Hitting GOP, Senate Dems unveil plan for a ‘clean energy future’
Leading Senate Democrats unveiled their vision Tuesday for a comprehensive energy policy overhaul that aims to reduce greenhouse gas emissions through new technology.
The legislative proposal, put together by Sen. Maria Cantwell (D-Wash.), the top Democrat on the Energy and Natural Resources Committee, combines tax policy changes, emission reduction goals and research with smaller provisions, seeking to rapidly grow low- and zero-carbon energy in the United States.
{mosads}But the effort is just as much a response to Republicans, who Democrats say are still pushing a “drill, baby, drill” policy aimed at increasing the production and use of fossil fuels without concern for the environment.
Cantwell said the effort included input from 25 senators on three committees, and that the plan now has 28 co-sponsors.
“It is a technology-driven pathway to a clean energy future, and by tackling energy efficiency ranging from everywhere from trucks, buildings, to our electricity grid, to energy innovation, it basically takes the most important opportunities for reducing carbon, creating jobs, and moving us forward to help consumers have better choices,” Cantwell said Tuesday at a news conference in the Capitol.
“It is an actionable path that we think can get implemented. We are making important investments in science and clean energy technology so that the U.S. can lead in clean energy,” she said.
Cantwell estimated that the legislation, dubbed the American Energy Innovation Act of 2015, would create 3.5 million jobs, a figure that elicited an audible “ooh” from Sen. Charles Schumer (D-N.Y.).
The Democrats focused heavily in their presentation on incentives and funding to develop clean energy, along with an overhaul to energy provisions in the tax code that they say favors fossil fuels at the expense of renewables.
“Our proposal today throws an outdated, stagnant set of tax rules in the garbage can,” said Sen. Ron Wyden (D-Ore.), ranking Democrat in the Finance Committee.

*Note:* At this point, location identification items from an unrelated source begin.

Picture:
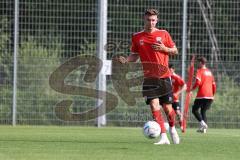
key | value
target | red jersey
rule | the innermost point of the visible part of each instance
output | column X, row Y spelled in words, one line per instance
column 154, row 63
column 177, row 84
column 206, row 84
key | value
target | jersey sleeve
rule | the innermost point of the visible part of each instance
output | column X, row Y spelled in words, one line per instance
column 169, row 42
column 134, row 46
column 180, row 81
column 199, row 76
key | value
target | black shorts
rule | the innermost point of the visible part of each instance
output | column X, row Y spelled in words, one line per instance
column 176, row 106
column 202, row 103
column 158, row 88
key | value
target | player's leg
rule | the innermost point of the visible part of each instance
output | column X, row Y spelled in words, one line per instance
column 198, row 103
column 206, row 106
column 166, row 101
column 151, row 97
column 176, row 106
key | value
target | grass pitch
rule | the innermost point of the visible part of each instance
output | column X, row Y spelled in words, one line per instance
column 112, row 143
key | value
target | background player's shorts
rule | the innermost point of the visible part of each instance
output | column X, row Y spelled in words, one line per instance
column 176, row 106
column 158, row 88
column 202, row 103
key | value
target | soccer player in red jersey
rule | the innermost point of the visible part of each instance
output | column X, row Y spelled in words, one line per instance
column 179, row 86
column 206, row 89
column 153, row 47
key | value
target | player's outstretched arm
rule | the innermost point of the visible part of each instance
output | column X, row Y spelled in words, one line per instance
column 162, row 47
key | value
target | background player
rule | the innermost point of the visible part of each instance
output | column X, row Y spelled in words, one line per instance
column 154, row 46
column 179, row 86
column 205, row 95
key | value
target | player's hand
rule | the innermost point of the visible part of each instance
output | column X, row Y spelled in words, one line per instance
column 160, row 47
column 122, row 59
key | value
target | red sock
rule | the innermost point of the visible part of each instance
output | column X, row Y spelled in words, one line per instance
column 159, row 119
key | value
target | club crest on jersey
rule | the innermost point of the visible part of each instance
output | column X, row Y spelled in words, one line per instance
column 159, row 39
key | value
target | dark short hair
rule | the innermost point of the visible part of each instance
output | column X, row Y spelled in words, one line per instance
column 171, row 66
column 151, row 12
column 202, row 59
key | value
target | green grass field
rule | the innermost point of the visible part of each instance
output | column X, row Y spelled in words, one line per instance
column 112, row 143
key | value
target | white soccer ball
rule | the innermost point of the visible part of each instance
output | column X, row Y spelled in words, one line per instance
column 151, row 129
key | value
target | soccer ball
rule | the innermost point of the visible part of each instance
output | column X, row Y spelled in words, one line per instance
column 151, row 129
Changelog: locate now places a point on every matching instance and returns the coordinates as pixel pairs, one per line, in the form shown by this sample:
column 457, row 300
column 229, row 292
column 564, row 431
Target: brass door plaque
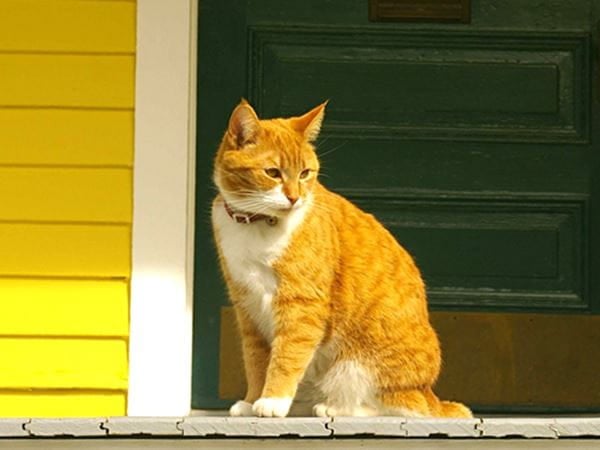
column 420, row 10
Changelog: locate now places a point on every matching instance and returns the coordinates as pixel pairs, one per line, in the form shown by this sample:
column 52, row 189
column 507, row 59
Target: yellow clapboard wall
column 67, row 73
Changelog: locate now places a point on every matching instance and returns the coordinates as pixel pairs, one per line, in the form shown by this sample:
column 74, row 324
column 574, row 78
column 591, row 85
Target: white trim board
column 160, row 351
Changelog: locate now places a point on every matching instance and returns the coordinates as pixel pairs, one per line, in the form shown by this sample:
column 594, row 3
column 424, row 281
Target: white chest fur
column 250, row 250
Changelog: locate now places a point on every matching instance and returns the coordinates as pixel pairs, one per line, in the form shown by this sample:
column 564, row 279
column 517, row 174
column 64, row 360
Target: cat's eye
column 304, row 174
column 273, row 172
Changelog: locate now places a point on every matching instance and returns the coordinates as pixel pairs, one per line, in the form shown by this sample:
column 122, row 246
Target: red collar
column 248, row 218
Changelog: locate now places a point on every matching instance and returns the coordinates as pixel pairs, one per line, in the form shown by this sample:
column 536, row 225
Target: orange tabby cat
column 332, row 310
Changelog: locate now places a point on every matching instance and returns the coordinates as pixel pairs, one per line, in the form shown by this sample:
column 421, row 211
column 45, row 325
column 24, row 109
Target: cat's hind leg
column 348, row 390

“The tax code now plays an enormous role in our energy policy. The system on the tax books is a crazy quilt of laws tethered to yesteryear, and it is suffocating innovation. In our view, it is long past time to replace this broken mess with a market-oriented system that supports American innovators with fresh, creative ideas.”

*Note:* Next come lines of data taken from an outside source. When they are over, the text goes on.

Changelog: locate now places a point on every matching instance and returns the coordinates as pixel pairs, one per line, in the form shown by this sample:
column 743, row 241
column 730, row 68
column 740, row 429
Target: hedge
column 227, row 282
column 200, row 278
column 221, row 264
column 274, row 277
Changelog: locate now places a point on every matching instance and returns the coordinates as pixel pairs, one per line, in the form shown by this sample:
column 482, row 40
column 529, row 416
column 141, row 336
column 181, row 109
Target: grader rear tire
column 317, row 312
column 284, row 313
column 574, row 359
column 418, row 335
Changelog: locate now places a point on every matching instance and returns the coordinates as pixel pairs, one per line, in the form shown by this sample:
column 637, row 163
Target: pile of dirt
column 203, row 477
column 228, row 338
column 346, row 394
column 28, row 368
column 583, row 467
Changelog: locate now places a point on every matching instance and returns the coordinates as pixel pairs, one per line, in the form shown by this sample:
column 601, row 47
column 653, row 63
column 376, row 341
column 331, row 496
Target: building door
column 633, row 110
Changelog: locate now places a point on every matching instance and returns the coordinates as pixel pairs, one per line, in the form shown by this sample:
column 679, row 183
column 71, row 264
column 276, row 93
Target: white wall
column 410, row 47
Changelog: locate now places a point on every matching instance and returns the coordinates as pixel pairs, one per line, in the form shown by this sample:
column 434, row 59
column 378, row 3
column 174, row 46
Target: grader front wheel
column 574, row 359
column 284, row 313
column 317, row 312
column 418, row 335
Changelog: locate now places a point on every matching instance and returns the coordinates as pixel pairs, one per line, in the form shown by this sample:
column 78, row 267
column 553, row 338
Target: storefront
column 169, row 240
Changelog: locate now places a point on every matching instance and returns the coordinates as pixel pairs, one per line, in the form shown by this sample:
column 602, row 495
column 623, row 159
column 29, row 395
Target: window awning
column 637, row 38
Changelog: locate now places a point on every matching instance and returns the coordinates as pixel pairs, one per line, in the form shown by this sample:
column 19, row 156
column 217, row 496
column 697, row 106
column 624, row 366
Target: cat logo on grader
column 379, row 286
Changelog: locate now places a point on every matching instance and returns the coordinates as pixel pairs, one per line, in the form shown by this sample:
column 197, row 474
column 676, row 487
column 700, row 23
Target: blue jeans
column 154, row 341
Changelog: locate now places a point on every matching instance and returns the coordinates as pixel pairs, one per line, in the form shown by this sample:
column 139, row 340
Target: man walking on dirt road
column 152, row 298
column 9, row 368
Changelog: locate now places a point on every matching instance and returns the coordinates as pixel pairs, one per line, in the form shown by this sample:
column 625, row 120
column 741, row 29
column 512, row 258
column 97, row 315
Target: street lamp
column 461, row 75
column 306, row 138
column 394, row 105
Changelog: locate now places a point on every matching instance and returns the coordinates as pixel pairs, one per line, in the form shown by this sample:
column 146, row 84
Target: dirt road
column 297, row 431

The tax provisions barrow from a proposal then-Sen. Max Baucus (D-Mont.) released in 2013 to cut back on tax breaks that benefit oil and natural gas companies. The proposal expands on Baucus’s ideas to streamline credits for low-emission and transportation technologies, and adds energy efficiency incentives.
The bill would also set a nonbinding target of reducing the United States’ greenhouse gas emissions 2 percent per year over the next decade.

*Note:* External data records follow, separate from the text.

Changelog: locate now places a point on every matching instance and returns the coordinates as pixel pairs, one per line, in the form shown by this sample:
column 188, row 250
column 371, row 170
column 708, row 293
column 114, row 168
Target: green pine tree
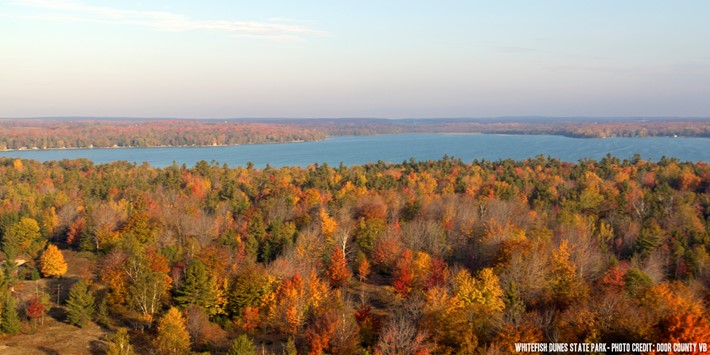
column 199, row 288
column 120, row 343
column 242, row 345
column 290, row 348
column 80, row 305
column 10, row 321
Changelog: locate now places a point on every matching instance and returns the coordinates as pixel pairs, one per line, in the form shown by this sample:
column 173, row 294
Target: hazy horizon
column 364, row 59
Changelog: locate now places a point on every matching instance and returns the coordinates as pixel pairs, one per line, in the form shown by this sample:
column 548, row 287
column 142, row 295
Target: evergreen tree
column 199, row 288
column 290, row 348
column 173, row 337
column 120, row 343
column 242, row 345
column 80, row 305
column 10, row 321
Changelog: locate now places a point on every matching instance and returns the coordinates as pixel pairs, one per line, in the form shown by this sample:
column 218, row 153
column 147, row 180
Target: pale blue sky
column 384, row 58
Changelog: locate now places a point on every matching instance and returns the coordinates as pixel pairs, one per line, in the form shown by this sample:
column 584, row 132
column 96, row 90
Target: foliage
column 80, row 305
column 120, row 343
column 242, row 345
column 482, row 254
column 10, row 320
column 52, row 262
column 172, row 337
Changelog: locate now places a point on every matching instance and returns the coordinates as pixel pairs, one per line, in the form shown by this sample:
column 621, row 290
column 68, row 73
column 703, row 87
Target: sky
column 364, row 58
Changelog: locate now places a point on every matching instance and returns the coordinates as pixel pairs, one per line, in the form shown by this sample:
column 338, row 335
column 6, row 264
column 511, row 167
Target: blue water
column 394, row 148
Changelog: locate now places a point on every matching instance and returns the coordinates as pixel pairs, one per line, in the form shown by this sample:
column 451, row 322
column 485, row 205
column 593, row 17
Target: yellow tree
column 52, row 262
column 338, row 272
column 173, row 337
column 327, row 224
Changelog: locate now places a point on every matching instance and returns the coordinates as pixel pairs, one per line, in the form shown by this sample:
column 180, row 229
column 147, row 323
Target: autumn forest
column 431, row 257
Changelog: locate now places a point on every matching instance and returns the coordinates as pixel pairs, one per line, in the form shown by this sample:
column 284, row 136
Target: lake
column 354, row 150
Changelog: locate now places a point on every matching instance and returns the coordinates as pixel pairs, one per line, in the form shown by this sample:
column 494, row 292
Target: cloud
column 71, row 11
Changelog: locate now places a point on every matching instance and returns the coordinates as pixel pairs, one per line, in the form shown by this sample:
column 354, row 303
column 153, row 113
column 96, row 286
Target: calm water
column 395, row 148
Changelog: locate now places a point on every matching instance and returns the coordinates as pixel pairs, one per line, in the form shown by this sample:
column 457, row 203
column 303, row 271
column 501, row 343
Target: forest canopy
column 421, row 257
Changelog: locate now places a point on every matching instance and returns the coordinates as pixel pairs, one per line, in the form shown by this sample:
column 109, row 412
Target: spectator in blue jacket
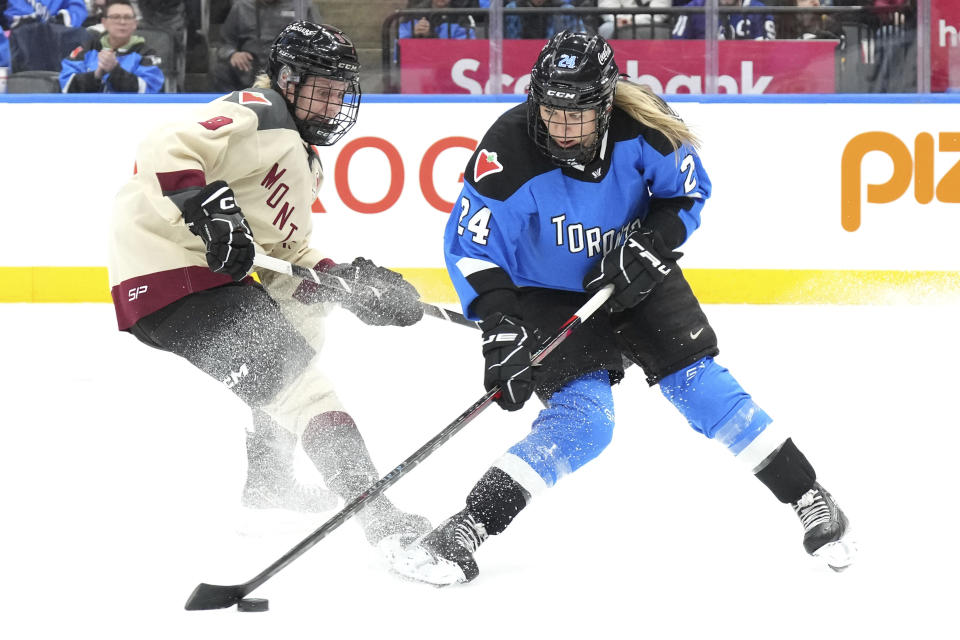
column 437, row 25
column 733, row 26
column 4, row 50
column 69, row 13
column 539, row 27
column 117, row 62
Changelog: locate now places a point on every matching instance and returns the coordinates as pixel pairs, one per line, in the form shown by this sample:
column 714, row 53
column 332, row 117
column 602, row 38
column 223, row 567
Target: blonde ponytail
column 644, row 106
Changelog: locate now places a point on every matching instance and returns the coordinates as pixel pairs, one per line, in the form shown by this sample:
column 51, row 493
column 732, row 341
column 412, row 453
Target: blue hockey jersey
column 521, row 221
column 733, row 26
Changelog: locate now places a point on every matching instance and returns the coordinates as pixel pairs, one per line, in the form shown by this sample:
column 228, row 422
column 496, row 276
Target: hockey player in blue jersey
column 733, row 26
column 594, row 180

Democrats said it’s a major departure from Republican energy policies.
“They’ve invested heavily in coal, in tar sands and in oil, and they don’t want anything changed. They protect these permanent oil subsidies and reject temporary tax incentives for renewable energy,” said Senate Minority Leader Harry Reid (D-Nev.).
“Our energy bill presents a different vision for the future.”
The legislation includes a top pet project of Reid’s, to crack down on electric utilities charging too much to residential customers who want to use solar panels and sell electricity back to the grid.
Sen. Ed Markey (D-Mass.) contrasted the Democrats’ bill with Sen. Lisa Murkowski’s (R-Alaska) legislation on offshore drilling and oil exports, which passed the Energy and Natural Resources Committee along party lines in August.
“It opens up drilling all the way from the coast of Massachusetts down through Florida. Opens up California for drilling for oil,” Markey said.
“It does not extend the tax breaks for wind and solar. It is not all of the above, it is oil above all. It’s the same old agenda, which they have had for their entire lives. That is what this debate is about.”
He continued, “And they want to lift the ban on the export of oil from America.”
The Democrats said they hope to get some provisions from the bill into the Energy Committee’s wide-ranging energy reform bill. So far, Cantwell and Murkowski have only put provisions into it with bipartisan support.
Environmental groups praised the Democrats’ proposals.
“If Congress is interested in a responsible energy plan for American families that cuts carbon pollution, invests in the booming clean energy economy, and finally tackles the challenge posed by global climate disruption, they should start with this bill,” Melinda Pierce, the Sierra Club’s legislative director, said in a statement.
“This legislation offers a bold, ambitious vision for growing our clean energy economy and tackling the climate crisis.”
Elizabeth Thompson, president of the Environmental Defense Fund’s EDF Action, also welcomed it.
“This bill would tap America’s abundant clean energy potential to significantly reduce climate pollution while saving people money,” she said.
But Ben Schreiber, climate and energy program director for Friends of the Earth, said the bill does not go far enough toward a transition to clean energy and fighting climate change.
“Unfortunately, the time has passed for half-measures,” he said. “Extending subsidies for renewables and ending Big Oil giveaways are important steps, but we cannot afford to throw our tax dollars after false solutions.”